Alfred Janniot is a French sculptor of whom the production of sculptures is really important. He’s part of the Fire Artists generation, in relation with the World War I.
The beginnings
Born in 1889 in Paris, Alfred Janniot is interesting in sculpture since an early age. Indeed, he sculpts his first plaster figurines when he’s eight and works really hard to perfectionnate in order to integrate the Ecole des Beaux-Arts.
In the first times, he’s the student of the sculptors Jean-Antoine Injalbert (1845-1933) and Antoine Bourdelle (1861-1929), then gets into the Ecole des Beaux-Arts of Paris.
Unfortunatly, when he’s only 25 years old, his apprenticeship stopped because of the beginning of the World War I in 1914 and his mobilisation.
First Prix de Rome
When he returns from the War, in 1919, he wins the Prix de Rome, on the appropriate theme The Return of the Hero, that he shares with the sculptor Raymond Delamarre (1890-1986). This victory allow them both to go study for three years in the Villa Medici in Roma.
Stay in Roma
During their years of residency in the Villa Medici, the boarders had to send to France each year a work they create to be exhibited in the Salon. In 1922, Janniot made his most important sent, a sculpture depicting Eros, god of Love.
Even though it did not received a medal after its exhition in the Salon, the opinion was positive.
The stay of the artist in the Villa Medici allowed him to meet other artists that would play an important role in his career, like the architects
Roger Séassal (1885-1967) and Michel Roux-Spitz (1888-1957).
Five plaster models were made with some small differences making them look like more original prepration versions than copies.
One of them is today conserved in the Musée des années 30 in Boulogne-Billancourt, another one, formerly in the Thebaide is now in private collection, the third is conserved in the Musée Antoine Bourdelle of Saint-Quentin, the fourth, the original plaster, is conserved in private collection. Unfortunately, we don’t know the history of the fifth, previsouly in Janniot’s workshop in 1921.
Exposition Internationale des Arts décoratifs
Alfred Janniot comes back to France accompanied by Raymond Delamarre in 1924 and participates the following year to the Exposition Internationale des Arts décoratifs et industriels modernes by making for the Ruhlmann pavillion, of his friend Jacques-Émile Ruhlmann (1879-1933), the three women group in homage to Jean Goujon.
Some works
Between 1928 and 1931, he sculpts the large stone bas-relief on the musées des colonies’s facade, built for the Exposition coloniale of 1931, then named Palais de la Porte Dorée.
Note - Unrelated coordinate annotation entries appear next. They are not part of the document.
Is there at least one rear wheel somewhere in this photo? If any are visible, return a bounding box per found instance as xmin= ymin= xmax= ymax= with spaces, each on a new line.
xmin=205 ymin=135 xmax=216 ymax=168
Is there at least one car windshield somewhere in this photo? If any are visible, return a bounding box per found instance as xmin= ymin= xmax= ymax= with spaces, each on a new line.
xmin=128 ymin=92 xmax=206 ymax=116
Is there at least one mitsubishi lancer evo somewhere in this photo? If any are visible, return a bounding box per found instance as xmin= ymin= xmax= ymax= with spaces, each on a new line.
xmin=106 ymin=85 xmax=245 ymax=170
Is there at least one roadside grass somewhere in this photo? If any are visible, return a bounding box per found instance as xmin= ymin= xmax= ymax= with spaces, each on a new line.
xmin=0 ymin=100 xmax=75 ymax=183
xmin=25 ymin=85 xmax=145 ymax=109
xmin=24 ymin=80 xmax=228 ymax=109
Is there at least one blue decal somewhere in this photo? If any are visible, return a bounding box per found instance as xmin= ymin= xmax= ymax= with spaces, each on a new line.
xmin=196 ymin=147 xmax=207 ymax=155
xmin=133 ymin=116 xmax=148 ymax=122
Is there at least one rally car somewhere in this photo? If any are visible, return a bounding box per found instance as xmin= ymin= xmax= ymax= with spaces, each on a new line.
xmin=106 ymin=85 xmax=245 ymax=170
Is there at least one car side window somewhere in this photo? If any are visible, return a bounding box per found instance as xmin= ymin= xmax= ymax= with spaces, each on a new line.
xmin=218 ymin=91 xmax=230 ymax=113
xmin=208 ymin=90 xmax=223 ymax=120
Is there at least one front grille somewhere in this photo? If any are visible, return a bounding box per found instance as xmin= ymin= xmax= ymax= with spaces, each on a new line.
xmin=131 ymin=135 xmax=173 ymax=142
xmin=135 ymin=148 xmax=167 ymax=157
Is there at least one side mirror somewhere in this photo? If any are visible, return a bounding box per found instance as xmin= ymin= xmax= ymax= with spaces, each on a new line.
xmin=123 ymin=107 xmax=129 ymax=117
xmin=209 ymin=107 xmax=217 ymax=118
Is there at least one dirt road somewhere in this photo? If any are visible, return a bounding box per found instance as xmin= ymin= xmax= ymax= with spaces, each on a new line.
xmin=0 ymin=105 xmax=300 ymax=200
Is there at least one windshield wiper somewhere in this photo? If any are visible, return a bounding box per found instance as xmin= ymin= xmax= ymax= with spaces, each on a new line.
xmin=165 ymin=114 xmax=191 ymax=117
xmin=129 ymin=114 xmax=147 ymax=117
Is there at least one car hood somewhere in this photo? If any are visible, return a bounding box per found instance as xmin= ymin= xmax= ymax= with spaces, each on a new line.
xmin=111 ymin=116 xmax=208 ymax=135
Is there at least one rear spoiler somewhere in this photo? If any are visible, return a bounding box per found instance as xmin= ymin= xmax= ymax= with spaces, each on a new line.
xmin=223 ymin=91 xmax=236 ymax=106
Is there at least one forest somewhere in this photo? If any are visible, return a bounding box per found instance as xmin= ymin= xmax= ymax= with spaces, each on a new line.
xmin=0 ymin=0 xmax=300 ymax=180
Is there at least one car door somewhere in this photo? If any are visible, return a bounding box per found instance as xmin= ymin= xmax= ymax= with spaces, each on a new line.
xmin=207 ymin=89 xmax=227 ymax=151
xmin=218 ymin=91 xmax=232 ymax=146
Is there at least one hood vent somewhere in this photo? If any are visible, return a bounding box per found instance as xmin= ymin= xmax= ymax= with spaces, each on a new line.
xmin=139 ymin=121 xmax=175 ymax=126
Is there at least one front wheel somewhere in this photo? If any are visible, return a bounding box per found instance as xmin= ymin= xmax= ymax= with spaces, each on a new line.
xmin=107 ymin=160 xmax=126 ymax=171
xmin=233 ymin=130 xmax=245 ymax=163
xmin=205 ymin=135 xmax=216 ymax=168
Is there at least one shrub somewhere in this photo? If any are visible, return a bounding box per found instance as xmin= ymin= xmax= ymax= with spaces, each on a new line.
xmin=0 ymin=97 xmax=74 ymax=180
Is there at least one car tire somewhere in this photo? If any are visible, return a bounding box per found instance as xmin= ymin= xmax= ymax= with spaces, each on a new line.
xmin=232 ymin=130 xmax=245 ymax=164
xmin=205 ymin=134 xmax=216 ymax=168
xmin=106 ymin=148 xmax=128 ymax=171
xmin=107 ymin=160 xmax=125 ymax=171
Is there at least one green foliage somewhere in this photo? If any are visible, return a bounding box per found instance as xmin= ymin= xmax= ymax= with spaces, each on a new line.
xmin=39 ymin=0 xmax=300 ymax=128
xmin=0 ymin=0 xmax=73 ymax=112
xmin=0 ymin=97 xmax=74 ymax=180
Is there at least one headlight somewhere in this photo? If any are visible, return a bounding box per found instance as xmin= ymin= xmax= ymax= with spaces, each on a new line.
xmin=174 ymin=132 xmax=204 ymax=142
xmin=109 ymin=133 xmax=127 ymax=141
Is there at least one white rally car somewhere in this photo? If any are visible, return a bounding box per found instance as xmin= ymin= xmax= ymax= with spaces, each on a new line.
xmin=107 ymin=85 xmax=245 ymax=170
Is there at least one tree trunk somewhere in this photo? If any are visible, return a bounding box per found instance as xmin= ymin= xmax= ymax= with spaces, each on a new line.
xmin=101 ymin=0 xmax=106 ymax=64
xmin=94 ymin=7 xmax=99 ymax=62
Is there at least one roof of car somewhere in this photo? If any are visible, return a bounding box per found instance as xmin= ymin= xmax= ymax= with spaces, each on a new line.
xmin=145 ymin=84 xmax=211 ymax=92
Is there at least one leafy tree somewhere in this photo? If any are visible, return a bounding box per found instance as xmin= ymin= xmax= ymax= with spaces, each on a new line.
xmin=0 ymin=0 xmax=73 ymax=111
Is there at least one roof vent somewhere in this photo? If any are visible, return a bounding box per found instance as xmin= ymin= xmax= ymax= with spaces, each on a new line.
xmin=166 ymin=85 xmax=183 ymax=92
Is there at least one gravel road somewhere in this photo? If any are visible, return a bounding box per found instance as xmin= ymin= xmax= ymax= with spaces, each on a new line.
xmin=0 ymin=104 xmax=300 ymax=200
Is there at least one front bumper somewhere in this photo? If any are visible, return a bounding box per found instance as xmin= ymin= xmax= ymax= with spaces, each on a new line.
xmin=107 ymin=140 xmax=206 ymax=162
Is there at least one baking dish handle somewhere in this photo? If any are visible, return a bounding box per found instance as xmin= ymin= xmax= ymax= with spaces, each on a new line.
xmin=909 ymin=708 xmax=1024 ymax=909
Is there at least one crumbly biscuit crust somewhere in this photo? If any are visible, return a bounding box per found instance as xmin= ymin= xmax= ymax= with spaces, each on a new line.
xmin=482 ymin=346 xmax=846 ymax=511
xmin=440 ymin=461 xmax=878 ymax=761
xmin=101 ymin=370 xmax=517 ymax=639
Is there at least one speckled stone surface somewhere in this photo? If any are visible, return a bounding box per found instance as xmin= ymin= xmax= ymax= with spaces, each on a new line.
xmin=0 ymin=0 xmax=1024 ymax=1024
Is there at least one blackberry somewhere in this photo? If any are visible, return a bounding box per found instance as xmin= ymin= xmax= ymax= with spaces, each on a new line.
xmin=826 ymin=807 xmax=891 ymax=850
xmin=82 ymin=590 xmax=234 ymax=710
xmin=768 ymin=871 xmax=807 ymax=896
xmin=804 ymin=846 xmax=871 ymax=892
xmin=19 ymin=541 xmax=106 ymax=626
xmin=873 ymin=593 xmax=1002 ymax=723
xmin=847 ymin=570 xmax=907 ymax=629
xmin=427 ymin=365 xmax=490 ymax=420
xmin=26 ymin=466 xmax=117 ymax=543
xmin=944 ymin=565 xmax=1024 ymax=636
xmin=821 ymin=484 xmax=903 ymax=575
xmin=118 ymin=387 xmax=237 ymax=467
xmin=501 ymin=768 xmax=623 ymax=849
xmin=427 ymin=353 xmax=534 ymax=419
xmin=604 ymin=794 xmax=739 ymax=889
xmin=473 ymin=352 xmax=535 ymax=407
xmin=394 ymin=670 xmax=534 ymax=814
He was also called to participate to the decoration of two boats, the Île de France in 1927 and the Normandie in 1935.
We can find his works in the United States and in particular in New York where he makes the facade of the Maison de France on Rockefeller Center in 1934. Then, five years later, he exhibits there a woman bust in bronze in the Pavillion of France during the World Fair of 1939.
Many of his works can be admired today on some French buildings : he sculpts the fresco of the Post office’s pediment of Puteaux in 1935, for the Palais de Tokyo in Paris, he sculpts two bas-relief in 1937 and the same year the reliefs on the facade of the Bourse du travail building in Bordeaux. He also makes in Nice, the Art Deco style war memorial on the Corniche and the Fontaine du Soleil on the Masséna place. Finally, the statue on the landing of the stamps department in the BNF is also made by him.
Reward
By decree of October, 31st 1938, he’s named Officier de la Légion d’honneur.
The Thebaide
In September 1943, the artist workshop is bombed, he find then shelter at his friend, Gérard Ducos, long time collector and benefactor during the war. His villa’s called the Thebaide. It’s this way that Janniot was asked by the owner to make during the World War II, an unique series of sculpture to decorate the house and the garden.
This Art Deco all, counting around 40 sculptures, is inspired by the artist’s visits to Anet and Versailles and his previous creations.
Today, we owe some of these works that you can admire following this link.
Professor in the Beaux-Arts
At the end of the Worl War II in 1945 and until 1959, Janniot was a professor in the Ecole des Beaux-Arts of Paris.
As a true instructor, though defender of the figurative whent the abstraction was in vogue, he encourages his students, among who we can count Jean Cardot (1930-2020), César (1921-1998) or event Georges Delahaie (1933-2014) and Olivier Petit (1918-1979), to develop their own and personal sensibility.